The Graveyard is a postmodern video game that the creators liken to interactive poetry. It only lasts five minutes. It only requires one hand to play. It feels very much like the introspective musical interludes in late-1930s films.

The mechanic is based on what I call the “zen bullshit” aspect of games like Shenmue and GTA, where you have to slog through some utterly mindless segment in order to advance the story (read: pad out the game.) The task can be something like washing a floor, loading shipping pallets, or graffitti-tagging a wall. There is absolutely no thought or skill involved. It is always a complete waste of the gamer’s time, because it is not fun. Shenmue was full of this garbage. GTA 3 made the Shenmue shell actually fun (by adding cartoon mayhem sprinkles) but later iterations were tainted by everyone trying to be all Serious Gangsta. People might play through a GTA game to see the story, but I don’t know anyone who loves the story.
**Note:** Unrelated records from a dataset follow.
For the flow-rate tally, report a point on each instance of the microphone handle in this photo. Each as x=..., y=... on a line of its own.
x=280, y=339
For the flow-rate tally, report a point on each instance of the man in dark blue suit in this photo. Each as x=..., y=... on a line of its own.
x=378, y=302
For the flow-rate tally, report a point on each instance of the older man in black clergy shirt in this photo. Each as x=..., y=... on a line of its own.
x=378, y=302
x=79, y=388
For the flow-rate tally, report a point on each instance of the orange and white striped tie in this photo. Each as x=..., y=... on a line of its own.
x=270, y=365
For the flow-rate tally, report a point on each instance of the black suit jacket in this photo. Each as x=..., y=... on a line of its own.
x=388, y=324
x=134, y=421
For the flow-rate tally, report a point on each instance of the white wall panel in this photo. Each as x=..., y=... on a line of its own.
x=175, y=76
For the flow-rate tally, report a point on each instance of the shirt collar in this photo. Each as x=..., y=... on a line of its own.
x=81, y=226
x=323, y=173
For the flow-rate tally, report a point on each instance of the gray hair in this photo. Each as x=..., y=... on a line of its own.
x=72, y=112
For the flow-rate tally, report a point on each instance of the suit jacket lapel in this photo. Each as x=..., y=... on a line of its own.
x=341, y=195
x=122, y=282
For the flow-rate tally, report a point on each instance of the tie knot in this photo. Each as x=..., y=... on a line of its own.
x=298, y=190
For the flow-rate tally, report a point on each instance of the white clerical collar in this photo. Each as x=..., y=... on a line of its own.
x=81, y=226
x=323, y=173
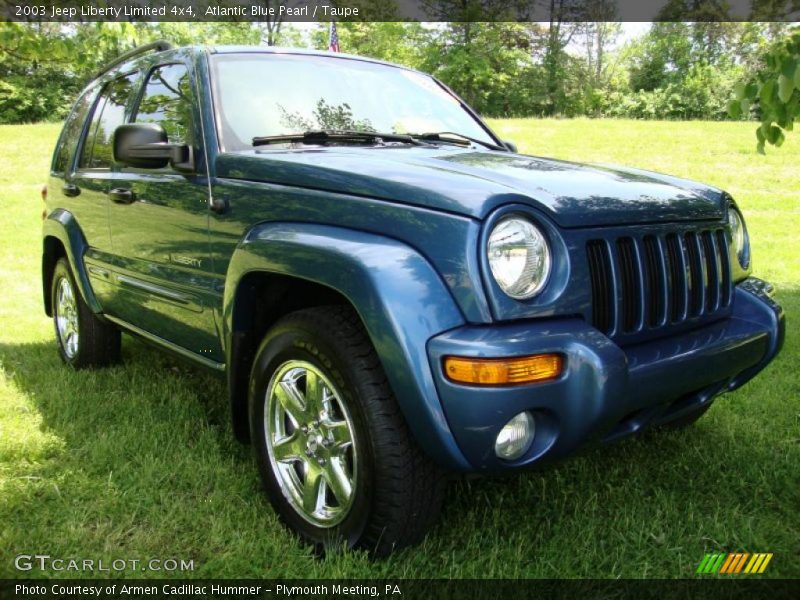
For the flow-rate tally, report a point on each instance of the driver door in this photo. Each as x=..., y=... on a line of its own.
x=159, y=227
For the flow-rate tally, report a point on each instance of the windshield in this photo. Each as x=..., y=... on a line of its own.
x=260, y=95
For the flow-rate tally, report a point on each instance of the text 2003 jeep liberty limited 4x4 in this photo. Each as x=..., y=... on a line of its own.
x=392, y=292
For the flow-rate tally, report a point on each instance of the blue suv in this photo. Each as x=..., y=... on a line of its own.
x=392, y=292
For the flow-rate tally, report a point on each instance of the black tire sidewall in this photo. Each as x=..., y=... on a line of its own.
x=296, y=340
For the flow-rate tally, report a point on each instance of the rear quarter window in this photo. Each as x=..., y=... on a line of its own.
x=109, y=113
x=71, y=133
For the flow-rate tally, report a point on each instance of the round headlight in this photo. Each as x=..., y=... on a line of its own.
x=519, y=257
x=516, y=437
x=739, y=238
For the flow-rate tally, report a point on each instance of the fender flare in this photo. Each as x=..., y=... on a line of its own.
x=63, y=226
x=399, y=296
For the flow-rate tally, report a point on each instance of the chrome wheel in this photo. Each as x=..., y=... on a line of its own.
x=67, y=317
x=311, y=443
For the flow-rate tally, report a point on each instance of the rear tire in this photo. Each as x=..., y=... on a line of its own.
x=334, y=452
x=83, y=339
x=687, y=420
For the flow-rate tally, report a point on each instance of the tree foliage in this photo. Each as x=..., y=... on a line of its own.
x=564, y=67
x=774, y=91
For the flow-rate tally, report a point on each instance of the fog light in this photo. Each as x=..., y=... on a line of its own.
x=516, y=437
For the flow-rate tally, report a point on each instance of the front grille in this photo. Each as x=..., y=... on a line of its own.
x=653, y=282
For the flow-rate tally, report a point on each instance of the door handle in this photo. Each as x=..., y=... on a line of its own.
x=122, y=196
x=71, y=190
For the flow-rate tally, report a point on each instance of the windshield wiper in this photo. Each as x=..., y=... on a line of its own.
x=323, y=136
x=451, y=137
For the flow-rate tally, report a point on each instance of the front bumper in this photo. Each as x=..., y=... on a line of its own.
x=606, y=392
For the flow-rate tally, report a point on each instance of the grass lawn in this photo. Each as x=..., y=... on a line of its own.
x=138, y=461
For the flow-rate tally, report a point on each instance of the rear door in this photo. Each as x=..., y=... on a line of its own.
x=85, y=189
x=159, y=226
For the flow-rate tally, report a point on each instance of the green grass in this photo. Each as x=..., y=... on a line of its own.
x=138, y=461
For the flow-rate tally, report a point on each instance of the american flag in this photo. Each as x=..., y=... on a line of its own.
x=333, y=39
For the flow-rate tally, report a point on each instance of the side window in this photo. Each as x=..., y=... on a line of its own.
x=167, y=101
x=109, y=113
x=71, y=134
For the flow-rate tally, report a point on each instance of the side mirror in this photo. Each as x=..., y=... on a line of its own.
x=512, y=147
x=145, y=145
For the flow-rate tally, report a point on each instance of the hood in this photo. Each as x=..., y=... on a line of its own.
x=473, y=183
So: The Graveyard.Your task in the game (as an old woman) is to walk through a graveyard, sit down on the bench in the middle, and think about/listen to a song about death. After the song ends, you may continue to sit and reflect. When you are ready, you rise, walk out of the graveyard, and the game is over.

It isn’t quite the “swing scene” in IKIRU, but it worked for me. Watching a video won’t quite work — part of the point is the immersion and self-direction a game allows — but I’ll link it anyway.

That the only additional feature in the registered version is “the possibility of your character’s death” is both hilarious and sensible.